Until now, few senior leaders in frontier labs have publicly expressed specific probabilities about AI self-improvement capabilities within concrete timeframes. The closest comparable event was Geoffrey Hinton’s resignation from Google in 2023, where he publicly voiced concerns about AI risks, but without assigning precise probabilities or timelines. Clark’s statement marks a shift toward institutional transparency and accountability regarding AI development forecasts.

“I reluctantly come to the view that there’s a likely chance (60%+) that no-human-involved AI R&D — an AI system powerful enough that it could plausibly autonomously build its own successor — happens by the end of 2028.”

— Jack Clark

Uncertainties Surrounding Clark’s 2028 Estimate

While Clark’s statement is explicit, the actual likelihood of autonomous AI systems capable of self-improvement remains uncertain.
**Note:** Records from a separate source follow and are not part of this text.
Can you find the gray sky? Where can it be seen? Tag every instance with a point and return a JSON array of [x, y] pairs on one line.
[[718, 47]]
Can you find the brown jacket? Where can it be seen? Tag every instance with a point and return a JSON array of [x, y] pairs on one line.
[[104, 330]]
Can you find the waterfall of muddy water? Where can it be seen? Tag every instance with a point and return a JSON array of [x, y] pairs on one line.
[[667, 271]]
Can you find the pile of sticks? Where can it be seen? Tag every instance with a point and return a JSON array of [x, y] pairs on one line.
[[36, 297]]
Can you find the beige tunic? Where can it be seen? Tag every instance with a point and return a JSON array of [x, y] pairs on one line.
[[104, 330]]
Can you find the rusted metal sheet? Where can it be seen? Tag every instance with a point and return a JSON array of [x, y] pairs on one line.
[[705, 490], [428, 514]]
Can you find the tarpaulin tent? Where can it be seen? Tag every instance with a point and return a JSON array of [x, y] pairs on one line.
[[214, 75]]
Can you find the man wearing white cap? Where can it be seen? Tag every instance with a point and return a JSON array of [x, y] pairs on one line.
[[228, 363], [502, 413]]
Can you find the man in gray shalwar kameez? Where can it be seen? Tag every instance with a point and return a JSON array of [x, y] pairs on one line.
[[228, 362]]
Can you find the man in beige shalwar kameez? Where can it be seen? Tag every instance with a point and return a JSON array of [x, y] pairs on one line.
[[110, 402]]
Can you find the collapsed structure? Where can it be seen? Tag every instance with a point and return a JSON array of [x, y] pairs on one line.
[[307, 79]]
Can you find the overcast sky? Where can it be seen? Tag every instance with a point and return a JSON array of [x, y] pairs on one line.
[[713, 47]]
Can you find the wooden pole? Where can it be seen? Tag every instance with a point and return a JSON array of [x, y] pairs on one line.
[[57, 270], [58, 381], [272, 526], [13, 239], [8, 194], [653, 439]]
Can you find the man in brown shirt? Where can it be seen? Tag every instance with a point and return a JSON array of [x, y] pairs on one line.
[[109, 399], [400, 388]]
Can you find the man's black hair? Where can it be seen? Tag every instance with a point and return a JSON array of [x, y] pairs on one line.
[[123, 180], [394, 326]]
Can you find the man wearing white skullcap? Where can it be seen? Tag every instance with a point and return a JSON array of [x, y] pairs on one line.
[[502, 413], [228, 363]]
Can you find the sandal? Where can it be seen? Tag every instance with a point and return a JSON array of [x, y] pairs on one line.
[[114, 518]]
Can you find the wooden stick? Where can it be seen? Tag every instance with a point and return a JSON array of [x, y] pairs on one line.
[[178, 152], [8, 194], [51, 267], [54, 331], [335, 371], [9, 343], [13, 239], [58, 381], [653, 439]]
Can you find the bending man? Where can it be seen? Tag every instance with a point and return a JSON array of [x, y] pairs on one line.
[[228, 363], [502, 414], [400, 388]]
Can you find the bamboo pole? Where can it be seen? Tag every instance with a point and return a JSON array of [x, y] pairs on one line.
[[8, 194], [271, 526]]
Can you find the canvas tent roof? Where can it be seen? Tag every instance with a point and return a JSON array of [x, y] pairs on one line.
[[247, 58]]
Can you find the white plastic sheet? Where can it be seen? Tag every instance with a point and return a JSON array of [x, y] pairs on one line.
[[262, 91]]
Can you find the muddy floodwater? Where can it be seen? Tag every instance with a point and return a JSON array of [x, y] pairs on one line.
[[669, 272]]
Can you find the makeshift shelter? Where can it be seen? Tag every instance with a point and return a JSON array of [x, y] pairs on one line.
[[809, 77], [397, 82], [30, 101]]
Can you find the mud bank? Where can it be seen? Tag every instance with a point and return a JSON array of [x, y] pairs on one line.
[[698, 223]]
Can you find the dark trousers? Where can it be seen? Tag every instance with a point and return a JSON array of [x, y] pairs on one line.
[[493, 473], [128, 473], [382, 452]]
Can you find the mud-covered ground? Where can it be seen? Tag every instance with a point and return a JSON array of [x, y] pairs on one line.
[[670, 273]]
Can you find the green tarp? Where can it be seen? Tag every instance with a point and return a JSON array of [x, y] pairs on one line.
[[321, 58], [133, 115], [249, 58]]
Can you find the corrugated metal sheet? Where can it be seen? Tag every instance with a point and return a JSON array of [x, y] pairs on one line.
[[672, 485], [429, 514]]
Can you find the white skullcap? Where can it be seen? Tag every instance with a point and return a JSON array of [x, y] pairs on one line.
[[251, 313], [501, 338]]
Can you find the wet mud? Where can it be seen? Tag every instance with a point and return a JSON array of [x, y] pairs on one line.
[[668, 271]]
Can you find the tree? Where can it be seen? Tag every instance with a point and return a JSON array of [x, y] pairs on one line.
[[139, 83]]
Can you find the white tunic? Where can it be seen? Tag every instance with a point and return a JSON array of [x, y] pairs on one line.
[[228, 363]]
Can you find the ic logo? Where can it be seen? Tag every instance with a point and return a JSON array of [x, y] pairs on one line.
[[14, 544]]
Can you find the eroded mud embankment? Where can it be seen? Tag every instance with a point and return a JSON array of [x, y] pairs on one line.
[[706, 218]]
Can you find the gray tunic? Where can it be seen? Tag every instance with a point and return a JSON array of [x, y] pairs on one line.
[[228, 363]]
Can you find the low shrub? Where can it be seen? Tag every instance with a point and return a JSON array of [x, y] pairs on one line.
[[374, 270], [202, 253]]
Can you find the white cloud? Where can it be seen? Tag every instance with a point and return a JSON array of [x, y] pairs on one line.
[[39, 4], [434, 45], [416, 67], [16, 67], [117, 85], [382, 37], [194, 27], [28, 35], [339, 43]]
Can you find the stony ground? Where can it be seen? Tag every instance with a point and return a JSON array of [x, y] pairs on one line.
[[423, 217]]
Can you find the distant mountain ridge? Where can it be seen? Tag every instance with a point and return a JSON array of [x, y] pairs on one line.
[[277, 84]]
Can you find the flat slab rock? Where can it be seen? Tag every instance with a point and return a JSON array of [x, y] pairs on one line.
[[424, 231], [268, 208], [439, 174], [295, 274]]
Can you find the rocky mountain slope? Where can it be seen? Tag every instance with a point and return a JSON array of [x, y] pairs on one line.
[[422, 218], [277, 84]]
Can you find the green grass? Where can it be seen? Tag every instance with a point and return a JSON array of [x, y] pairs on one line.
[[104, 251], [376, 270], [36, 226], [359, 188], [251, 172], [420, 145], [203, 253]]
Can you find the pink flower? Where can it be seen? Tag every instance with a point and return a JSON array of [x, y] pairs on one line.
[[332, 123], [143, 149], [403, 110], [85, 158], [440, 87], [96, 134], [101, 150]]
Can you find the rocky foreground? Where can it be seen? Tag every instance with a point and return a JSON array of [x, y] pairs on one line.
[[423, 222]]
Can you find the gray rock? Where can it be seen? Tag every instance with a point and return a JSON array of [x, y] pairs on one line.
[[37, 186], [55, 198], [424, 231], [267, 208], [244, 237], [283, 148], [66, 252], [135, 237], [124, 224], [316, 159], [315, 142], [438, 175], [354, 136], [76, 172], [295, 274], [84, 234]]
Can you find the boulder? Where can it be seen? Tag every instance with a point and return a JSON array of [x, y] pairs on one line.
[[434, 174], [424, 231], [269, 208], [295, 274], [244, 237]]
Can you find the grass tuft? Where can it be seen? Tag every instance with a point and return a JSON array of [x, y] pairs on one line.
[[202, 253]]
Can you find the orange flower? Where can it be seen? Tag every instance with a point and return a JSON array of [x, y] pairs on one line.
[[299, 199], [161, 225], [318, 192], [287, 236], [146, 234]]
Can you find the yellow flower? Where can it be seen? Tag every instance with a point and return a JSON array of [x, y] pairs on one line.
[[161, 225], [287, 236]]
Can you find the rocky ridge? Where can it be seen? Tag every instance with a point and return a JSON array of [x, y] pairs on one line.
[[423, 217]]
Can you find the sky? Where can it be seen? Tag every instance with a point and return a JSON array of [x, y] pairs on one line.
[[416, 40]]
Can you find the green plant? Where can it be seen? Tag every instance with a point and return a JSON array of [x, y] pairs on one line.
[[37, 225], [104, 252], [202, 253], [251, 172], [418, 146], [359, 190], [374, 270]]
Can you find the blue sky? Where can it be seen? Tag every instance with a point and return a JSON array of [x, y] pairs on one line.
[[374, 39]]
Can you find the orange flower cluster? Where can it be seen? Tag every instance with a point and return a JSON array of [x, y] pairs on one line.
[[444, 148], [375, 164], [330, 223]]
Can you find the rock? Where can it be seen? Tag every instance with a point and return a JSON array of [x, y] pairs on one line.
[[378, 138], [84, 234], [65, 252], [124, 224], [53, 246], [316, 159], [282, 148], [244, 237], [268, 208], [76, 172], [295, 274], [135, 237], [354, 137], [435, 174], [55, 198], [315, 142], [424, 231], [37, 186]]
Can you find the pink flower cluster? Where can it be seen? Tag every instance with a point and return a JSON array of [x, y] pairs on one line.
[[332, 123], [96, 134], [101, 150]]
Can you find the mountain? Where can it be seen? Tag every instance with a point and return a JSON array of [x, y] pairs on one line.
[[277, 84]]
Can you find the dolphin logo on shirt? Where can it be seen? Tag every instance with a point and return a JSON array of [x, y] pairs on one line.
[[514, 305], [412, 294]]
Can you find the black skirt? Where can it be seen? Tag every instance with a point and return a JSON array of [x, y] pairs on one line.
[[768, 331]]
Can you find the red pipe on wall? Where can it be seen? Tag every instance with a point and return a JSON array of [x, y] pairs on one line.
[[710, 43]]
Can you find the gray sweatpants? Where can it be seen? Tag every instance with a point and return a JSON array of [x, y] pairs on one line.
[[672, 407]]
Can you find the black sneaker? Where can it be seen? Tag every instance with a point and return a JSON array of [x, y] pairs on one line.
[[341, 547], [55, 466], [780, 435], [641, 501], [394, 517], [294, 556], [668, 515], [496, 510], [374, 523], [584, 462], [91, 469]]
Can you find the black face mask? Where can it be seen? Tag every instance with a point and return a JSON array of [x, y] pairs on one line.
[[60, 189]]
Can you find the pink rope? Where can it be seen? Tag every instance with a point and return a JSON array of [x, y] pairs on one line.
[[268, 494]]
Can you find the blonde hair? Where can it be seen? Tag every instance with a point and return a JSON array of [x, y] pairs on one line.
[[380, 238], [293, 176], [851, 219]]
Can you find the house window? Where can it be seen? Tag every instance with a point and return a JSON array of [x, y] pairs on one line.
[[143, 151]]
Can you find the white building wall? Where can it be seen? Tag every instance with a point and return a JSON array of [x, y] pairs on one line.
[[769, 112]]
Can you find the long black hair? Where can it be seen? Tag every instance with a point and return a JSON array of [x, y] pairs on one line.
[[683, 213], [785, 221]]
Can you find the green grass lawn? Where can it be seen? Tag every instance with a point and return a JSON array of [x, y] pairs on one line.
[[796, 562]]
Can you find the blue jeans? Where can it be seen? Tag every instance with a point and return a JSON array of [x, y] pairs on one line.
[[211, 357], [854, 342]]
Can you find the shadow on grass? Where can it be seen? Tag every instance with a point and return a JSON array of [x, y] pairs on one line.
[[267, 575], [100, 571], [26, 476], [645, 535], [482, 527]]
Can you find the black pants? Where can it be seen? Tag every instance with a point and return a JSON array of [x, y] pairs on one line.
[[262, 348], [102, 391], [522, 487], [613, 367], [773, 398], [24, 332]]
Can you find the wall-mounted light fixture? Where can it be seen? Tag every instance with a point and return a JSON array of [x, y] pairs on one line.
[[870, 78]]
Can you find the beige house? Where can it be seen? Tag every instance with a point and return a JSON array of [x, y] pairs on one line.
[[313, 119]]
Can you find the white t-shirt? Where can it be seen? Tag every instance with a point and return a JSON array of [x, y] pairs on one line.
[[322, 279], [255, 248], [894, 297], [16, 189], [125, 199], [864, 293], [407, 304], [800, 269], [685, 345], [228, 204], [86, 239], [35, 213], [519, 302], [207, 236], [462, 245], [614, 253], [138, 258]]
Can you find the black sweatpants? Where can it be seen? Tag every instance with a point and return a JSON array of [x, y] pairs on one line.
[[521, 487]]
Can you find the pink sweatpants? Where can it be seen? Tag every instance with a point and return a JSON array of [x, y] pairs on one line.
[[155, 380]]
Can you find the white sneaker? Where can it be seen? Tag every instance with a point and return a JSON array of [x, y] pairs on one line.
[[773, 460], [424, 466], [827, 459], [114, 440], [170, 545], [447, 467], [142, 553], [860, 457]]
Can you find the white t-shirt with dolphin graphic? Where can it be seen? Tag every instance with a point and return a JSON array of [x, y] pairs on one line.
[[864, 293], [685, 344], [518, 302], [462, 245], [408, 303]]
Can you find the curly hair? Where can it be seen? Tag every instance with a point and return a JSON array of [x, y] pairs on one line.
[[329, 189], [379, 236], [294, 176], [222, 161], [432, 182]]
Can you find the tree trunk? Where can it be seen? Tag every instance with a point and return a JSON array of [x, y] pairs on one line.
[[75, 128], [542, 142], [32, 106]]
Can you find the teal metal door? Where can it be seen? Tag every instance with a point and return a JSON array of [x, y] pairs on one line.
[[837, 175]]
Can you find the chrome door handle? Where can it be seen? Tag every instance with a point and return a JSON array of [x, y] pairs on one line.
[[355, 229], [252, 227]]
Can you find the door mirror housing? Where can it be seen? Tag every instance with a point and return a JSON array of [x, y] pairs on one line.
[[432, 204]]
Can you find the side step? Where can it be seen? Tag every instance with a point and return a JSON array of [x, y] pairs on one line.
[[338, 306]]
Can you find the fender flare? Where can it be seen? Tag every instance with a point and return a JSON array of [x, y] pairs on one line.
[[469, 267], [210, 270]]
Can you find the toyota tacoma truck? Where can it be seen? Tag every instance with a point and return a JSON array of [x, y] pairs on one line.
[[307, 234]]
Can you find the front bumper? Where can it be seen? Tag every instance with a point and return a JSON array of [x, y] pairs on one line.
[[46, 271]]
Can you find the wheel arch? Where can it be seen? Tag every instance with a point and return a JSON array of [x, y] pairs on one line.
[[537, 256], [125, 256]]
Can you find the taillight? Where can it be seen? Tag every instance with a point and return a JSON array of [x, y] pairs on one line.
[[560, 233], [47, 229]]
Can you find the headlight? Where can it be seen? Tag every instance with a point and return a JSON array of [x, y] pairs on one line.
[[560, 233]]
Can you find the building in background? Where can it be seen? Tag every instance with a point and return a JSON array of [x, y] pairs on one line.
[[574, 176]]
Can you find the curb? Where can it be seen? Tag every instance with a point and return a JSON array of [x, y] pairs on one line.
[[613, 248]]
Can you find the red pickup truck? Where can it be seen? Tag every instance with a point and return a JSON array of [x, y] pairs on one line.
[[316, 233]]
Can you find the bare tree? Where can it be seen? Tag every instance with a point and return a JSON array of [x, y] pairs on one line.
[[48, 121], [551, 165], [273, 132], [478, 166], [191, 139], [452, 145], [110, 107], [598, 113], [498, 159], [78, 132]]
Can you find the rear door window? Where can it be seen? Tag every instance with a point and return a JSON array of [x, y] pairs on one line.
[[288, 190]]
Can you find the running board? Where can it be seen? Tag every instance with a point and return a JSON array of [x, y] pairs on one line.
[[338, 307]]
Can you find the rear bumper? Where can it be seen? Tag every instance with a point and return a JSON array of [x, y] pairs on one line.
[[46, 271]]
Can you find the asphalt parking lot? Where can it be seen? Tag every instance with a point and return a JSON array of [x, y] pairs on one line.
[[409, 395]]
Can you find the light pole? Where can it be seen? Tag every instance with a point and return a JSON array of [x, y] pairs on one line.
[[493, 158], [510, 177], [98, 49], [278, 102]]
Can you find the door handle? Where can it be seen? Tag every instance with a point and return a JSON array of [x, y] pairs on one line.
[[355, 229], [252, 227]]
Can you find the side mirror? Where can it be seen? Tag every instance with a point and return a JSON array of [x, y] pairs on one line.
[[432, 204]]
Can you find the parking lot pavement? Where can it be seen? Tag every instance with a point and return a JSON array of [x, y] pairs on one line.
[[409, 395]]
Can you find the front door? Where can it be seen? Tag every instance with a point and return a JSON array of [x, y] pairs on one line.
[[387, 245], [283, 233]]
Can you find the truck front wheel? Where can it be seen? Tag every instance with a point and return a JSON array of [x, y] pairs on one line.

The estimate is based on current acceleration trends, but future breakthroughs or setbacks could significantly alter the trajectory. Additionally, the precise definition of ‘no-human-involved AI R&D’ and what constitutes ‘autonomous’ in this context is still subject to debate.

It is also unclear how other frontier labs or policymakers will respond, or whether this forecast will influence regulatory timelines and safety measures. The societal and technical challenges involved in achieving such autonomous systems are complex and not fully understood, adding further uncertainty.

Next Steps for Industry and Policy Following Clark’s Forecast

Industry leaders and regulators are likely to scrutinize Clark’s forecast, potentially accelerating safety research, regulation, and investment in AI oversight. Public and private sector actors may issue their own timelines or cautionary statements, influencing the pace of AI development and deployment.

Monitoring the progress of AI capabilities, especially in areas like automated research and self-improving systems, will be critical in the coming years. Researchers and policymakers will need to assess risks and establish frameworks to manage potential societal impacts if the 2028 timeline appears feasible.

Key Questions

What does Clark mean by ‘no-human-involved AI R&D’?

It refers to AI systems capable of autonomously designing, improving, and deploying new AI systems without human intervention, effectively self-improving beyond current capabilities.

How significant is Clark’s forecast compared to previous estimates?

Clark’s forecast is notable because it is an official, probability-based estimate from a senior frontier lab executive, marking a shift from speculative or individual researcher predictions.

Could the 2028 timeline be too optimistic or too conservative?

Both are possible. The timeline depends on technological breakthroughs, investment levels, and unforeseen challenges. Clark’s estimate reflects current acceleration trends but is inherently uncertain.

What are the potential societal implications if autonomous AI systems emerge by 2028?

Such systems could drastically change industries, security, and governance, raising concerns about control, safety, and ethical considerations. Policymakers may need to act sooner to mitigate risks.

Will this forecast influence AI regulation and safety measures?

It is likely, as public statements by influential leaders shape policy discourse. Accelerated regulation and safety research could follow if the timeline gains broader acceptance.